The South America giant statistics put war zones in shame. Local authorities in Mato Grosso, a state famous for being an agriculture and meat production power, reported a rate of 212 daily murders. On the bright side, famous cities such as Sao Paulo and Rio de Janeiro did not make the list. The Research Center’s president, José Antonio Ortega, said Sao Paulo’s homicide rate was a low, 9.8 per 100,000, which makes it like New York City. Rio was 18.6, which makes it better than Compton, in California.
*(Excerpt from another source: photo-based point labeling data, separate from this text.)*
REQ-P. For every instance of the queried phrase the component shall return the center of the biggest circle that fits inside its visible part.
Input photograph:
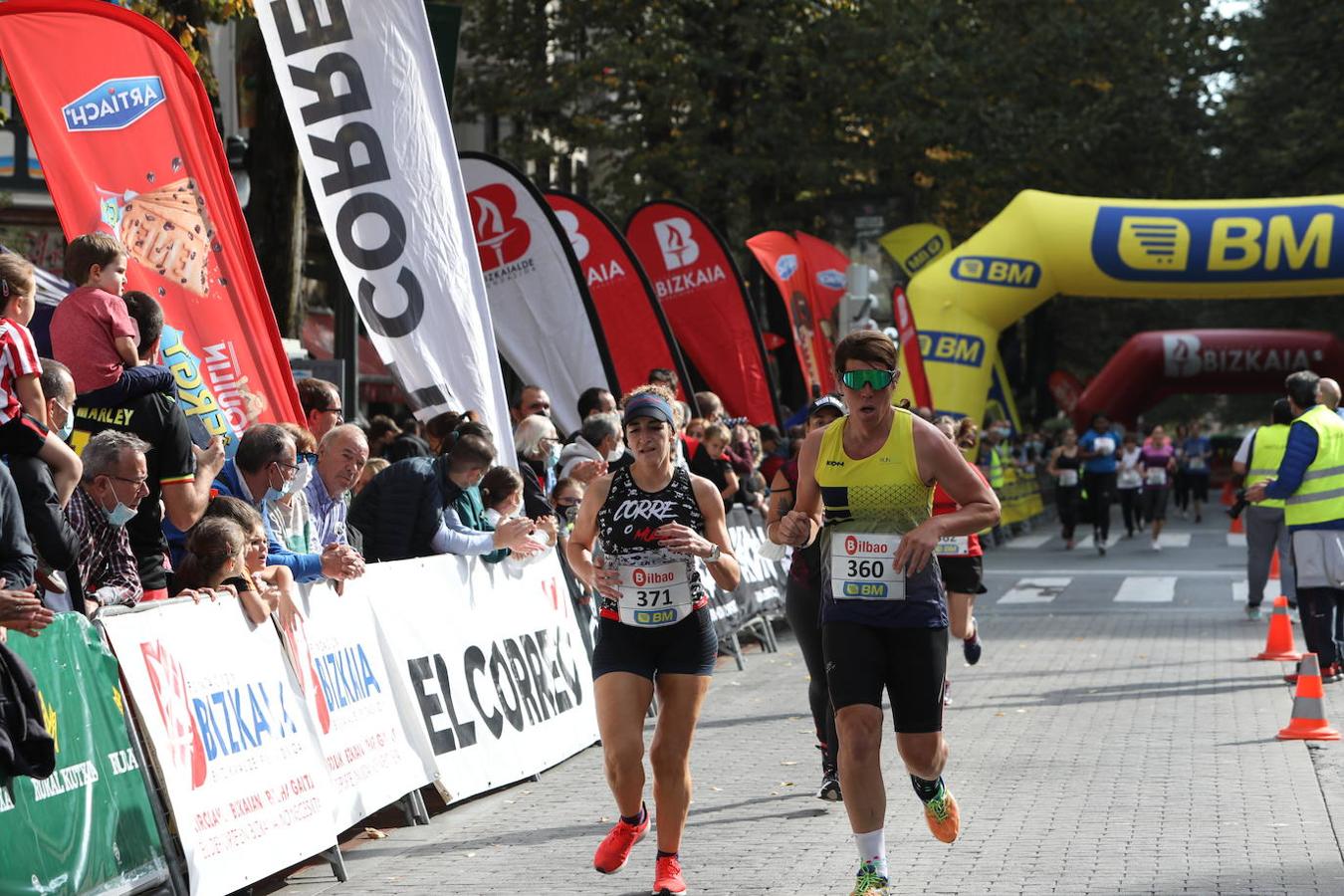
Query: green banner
(88, 827)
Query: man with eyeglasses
(113, 485)
(322, 406)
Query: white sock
(872, 849)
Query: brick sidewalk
(1129, 753)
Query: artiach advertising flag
(706, 304)
(127, 144)
(783, 262)
(545, 323)
(637, 336)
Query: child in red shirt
(23, 407)
(93, 334)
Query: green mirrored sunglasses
(876, 379)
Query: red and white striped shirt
(18, 357)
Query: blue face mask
(70, 423)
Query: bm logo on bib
(1255, 243)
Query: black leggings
(802, 607)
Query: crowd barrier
(266, 742)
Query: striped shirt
(18, 357)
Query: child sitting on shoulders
(92, 331)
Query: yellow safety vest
(1266, 454)
(1320, 497)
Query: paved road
(1114, 739)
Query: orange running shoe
(614, 849)
(943, 815)
(667, 877)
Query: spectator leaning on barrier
(53, 539)
(1310, 484)
(261, 473)
(1258, 460)
(538, 452)
(422, 507)
(340, 461)
(322, 406)
(110, 495)
(20, 608)
(597, 445)
(180, 473)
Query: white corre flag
(363, 96)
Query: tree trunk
(276, 208)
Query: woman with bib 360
(866, 488)
(652, 523)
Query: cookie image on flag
(168, 231)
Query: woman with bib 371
(866, 488)
(652, 524)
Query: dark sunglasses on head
(876, 379)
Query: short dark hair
(316, 395)
(591, 399)
(148, 315)
(1301, 387)
(261, 445)
(88, 250)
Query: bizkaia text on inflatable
(338, 88)
(523, 680)
(1218, 245)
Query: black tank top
(626, 523)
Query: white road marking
(1028, 542)
(1152, 588)
(1043, 590)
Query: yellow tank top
(880, 493)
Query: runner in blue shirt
(1097, 448)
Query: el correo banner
(233, 738)
(88, 827)
(490, 661)
(363, 96)
(333, 645)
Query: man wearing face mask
(53, 539)
(264, 470)
(111, 492)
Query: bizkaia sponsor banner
(706, 305)
(233, 738)
(545, 322)
(825, 266)
(637, 335)
(129, 148)
(334, 649)
(364, 100)
(911, 349)
(490, 662)
(783, 262)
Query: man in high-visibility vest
(1258, 460)
(1310, 484)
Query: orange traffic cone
(1279, 645)
(1308, 722)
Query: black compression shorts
(688, 648)
(909, 664)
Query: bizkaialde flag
(545, 322)
(706, 304)
(637, 335)
(127, 145)
(363, 96)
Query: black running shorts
(688, 648)
(963, 575)
(909, 664)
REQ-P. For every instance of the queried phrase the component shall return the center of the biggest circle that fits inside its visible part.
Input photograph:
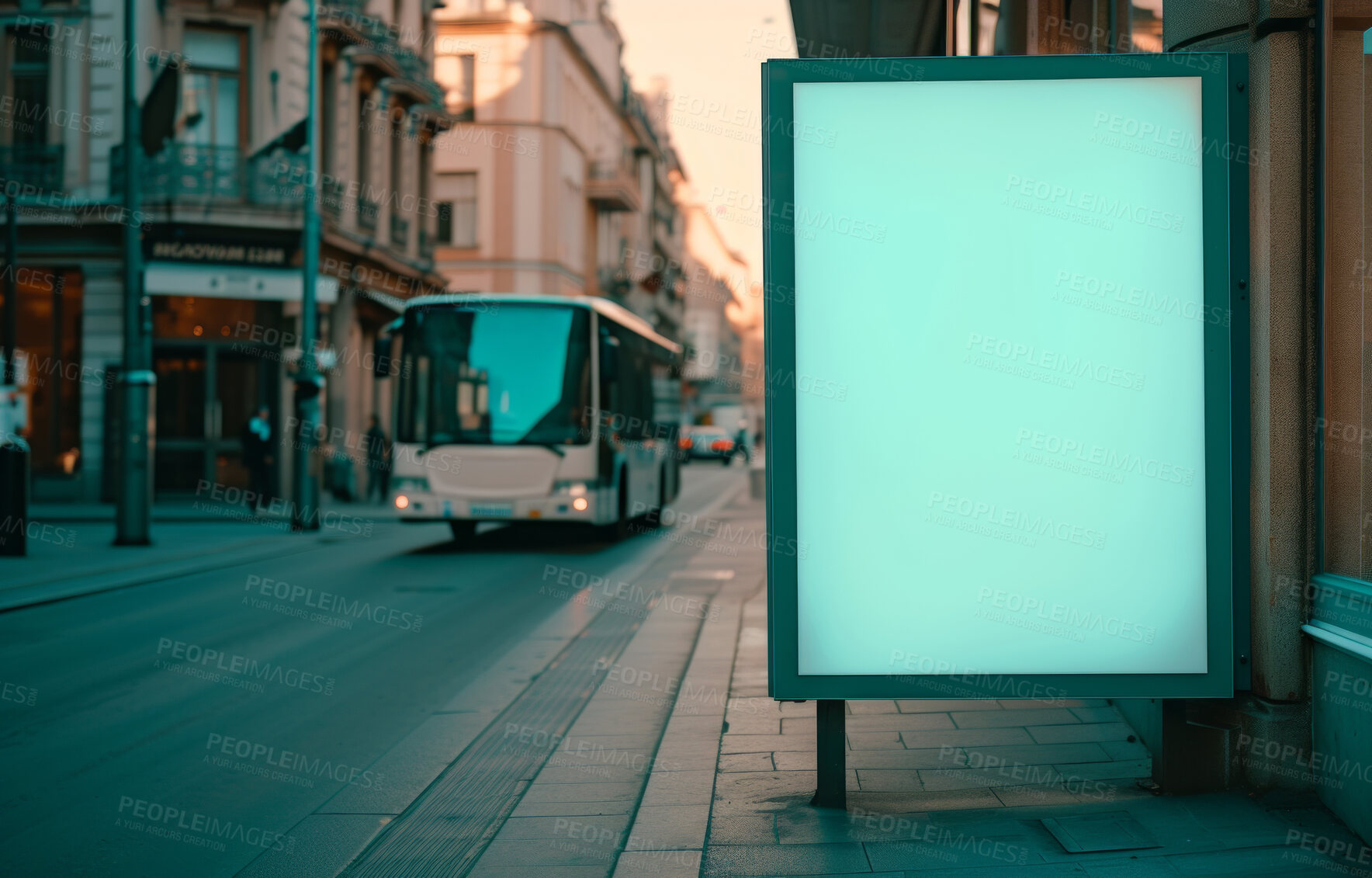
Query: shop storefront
(223, 346)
To make matters worse, the Brazilian police doesn’t tackle the problem properly. Abuse of power and excessive use of force are regular complaints. The unemployed Henrique Mendes lives in Belo Horizonte, southwest of the country, manages to find good humor of the situation. “Probably Ryan Lochte knew about the inefficiency of our police, but he didn’t count the only moment law enforcement would actually work was during the Olympics because everyone was paying attention” Mendes said. And, laughing, he mentioned an interview with the chief of police saying Lochte reported the robber took some money but didn’t steal his iPhone or his watch. “That was just lack of experience, what thieve in the world would let that kind of valuables go unnoticed?”.
The Center for Public Security’s report did not give reasons for the Brazilian crime spree. Most foreigners in attendance for the Olympics already had two popular perceptions of Rio. First, that it is a 24-hours a day Carnaval party. And second, that it is dangerous. The first perception doesn’t meet reality, but statistics show the second is real.